L’élargissement de l’État-providence, du moins dans la dernière période, celle de sa « crise »… de croissance et de régulation, se caractérise, d’une part, par une croissance du volume de ses dispositions (nouveaux dispositifs, nouvelles prestations, montée en puissance des anciennes, dérapage de certaines, extinction d’autres, etc.), et, d’autre part, par l’extension de la logique de l’assurance et du droit-créance là où triomphait souvent la logique de l’aide sociale et du secours dans leur version résiduelle, c’est-à-dire, toujours précaire et sujette à l’aléa institutionnel et conjoncturel.

Ce que, dans le langage de l’administration comme des sciences sociales, on appelle les minima sociaux rend compte, en tout cas quant à leur conception, de ce mouvement de passage d’une assistance résiduelle palliant les lacunes d’une protection du travailleur –et de sa famille  via les Assurances sociales, vers une protection universelle du citoyen au-delà de l’origine de ses revenus et de son statut au regard de l’emploi. De ce point de vue, l’adoption du Revenu minimum d’insertion, nonobstant son allure de compromis politique, paraît des plus symptomatiques.

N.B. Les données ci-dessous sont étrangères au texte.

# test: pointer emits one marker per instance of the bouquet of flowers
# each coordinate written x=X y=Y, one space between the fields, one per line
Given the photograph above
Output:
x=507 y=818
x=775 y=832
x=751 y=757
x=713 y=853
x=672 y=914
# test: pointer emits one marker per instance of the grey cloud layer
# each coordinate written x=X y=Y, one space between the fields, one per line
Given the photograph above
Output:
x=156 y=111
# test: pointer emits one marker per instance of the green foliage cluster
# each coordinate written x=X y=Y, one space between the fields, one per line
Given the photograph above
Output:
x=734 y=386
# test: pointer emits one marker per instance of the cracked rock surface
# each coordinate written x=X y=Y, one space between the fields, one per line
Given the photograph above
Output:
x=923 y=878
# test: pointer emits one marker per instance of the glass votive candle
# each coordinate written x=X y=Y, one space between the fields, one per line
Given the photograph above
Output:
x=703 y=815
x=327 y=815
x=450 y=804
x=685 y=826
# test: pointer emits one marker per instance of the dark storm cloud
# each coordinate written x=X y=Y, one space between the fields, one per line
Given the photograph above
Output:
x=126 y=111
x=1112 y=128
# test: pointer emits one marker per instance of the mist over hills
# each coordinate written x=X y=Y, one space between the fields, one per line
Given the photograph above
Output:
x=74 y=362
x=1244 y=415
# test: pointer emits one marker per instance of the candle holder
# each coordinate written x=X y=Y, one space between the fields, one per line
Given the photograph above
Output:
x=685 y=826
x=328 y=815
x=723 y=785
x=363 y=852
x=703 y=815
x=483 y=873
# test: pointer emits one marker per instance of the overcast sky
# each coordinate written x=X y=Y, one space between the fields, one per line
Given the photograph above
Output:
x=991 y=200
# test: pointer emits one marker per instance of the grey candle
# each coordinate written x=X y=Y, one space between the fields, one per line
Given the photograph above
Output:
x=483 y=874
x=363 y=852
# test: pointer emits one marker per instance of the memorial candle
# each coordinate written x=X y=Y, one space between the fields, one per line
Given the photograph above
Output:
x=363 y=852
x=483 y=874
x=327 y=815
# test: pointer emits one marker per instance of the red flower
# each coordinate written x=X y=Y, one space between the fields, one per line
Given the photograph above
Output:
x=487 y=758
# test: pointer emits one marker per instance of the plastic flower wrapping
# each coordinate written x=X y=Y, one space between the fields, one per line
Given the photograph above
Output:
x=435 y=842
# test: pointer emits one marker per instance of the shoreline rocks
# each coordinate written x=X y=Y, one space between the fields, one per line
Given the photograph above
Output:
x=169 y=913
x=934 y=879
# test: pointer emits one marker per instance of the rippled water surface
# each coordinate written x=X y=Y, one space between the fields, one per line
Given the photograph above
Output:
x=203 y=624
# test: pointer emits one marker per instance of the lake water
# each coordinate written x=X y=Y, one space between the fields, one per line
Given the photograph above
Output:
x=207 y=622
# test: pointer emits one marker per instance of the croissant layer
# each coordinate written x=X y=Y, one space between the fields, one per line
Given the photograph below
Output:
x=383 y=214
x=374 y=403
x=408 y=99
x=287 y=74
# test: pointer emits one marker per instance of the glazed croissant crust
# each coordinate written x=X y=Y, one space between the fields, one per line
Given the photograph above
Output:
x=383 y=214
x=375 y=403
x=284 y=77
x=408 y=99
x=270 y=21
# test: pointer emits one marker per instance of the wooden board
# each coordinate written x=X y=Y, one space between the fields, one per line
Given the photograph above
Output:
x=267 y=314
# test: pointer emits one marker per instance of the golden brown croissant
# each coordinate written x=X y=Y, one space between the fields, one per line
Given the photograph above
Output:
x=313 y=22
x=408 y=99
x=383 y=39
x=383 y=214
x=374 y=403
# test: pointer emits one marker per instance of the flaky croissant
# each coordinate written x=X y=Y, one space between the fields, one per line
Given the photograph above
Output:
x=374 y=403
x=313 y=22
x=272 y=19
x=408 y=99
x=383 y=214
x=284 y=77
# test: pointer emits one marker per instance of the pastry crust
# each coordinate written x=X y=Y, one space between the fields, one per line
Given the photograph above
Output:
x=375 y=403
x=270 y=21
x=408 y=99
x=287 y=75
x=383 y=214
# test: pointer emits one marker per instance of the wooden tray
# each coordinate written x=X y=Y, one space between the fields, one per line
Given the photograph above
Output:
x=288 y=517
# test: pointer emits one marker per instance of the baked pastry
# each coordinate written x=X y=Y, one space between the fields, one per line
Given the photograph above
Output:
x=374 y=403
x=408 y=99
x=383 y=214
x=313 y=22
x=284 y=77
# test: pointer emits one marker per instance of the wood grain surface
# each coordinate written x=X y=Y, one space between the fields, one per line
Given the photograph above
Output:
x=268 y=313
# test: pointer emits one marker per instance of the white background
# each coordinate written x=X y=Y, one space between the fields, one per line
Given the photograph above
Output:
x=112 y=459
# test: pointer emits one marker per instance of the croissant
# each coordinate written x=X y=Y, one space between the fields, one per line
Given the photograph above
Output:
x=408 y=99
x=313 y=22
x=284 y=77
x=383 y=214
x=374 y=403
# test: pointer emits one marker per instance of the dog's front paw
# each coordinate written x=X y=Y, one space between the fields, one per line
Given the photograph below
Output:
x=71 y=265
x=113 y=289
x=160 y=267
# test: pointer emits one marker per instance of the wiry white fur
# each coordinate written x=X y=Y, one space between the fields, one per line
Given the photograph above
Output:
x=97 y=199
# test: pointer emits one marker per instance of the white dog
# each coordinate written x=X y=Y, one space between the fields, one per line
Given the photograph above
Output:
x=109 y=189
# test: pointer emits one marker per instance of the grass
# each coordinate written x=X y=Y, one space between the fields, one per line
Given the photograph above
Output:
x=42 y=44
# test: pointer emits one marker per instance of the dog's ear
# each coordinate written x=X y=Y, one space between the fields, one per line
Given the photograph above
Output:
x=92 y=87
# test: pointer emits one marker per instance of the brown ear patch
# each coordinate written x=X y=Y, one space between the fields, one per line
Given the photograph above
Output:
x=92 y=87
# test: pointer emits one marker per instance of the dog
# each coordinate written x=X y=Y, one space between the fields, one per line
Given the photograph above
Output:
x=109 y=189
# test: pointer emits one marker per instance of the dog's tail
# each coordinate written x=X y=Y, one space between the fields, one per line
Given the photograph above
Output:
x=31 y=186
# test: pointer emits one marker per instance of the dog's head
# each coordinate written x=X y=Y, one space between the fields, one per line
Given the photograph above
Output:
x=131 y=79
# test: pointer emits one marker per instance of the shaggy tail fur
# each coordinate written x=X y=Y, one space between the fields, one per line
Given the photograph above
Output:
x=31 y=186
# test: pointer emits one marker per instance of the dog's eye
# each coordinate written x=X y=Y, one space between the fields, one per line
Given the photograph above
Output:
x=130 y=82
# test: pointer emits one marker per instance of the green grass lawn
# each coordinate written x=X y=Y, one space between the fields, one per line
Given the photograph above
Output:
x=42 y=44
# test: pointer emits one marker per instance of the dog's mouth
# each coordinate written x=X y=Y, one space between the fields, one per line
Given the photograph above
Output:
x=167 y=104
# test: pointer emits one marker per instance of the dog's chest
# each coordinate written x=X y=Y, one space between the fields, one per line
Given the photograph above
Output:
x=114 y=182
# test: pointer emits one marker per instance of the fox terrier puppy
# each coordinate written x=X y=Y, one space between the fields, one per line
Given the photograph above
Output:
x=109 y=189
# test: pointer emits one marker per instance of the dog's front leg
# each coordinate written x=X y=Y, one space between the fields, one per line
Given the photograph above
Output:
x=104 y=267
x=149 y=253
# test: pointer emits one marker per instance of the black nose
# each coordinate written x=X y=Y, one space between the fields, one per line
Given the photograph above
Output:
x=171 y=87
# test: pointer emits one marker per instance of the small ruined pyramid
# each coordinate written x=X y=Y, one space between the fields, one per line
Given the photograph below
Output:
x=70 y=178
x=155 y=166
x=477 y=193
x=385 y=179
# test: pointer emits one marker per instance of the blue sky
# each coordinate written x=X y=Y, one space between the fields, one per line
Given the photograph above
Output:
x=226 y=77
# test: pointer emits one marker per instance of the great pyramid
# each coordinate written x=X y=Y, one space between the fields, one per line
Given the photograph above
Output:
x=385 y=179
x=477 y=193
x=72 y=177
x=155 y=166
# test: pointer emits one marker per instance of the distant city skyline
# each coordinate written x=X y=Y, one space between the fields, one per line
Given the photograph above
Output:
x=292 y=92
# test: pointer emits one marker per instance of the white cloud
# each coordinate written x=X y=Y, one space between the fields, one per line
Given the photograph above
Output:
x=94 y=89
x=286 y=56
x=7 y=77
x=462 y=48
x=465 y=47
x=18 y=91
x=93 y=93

Son registre de référence n’est plus le « besoin », toujours à évaluer et à vérifier, mais le droit, irréfragable et irrécusable. De ce point de vue, si le « besoin » assujetti, le « droit » tend, si ce n’est à libérer, du moins à émanciper des mobiles qui le mettent en œuvre. De même, la hauteur de l’allocation versée, de fait sans commune mesure avec les divers « secours » et autres formes d’aide sociale qui étaient jusqu’alors accordés, inscrit le titulaire dans une autre logique d’existence sociale. Laquelle n’est certainement pas celle de l’« exclusion sociale » comme on l’a trop facilement prétendu.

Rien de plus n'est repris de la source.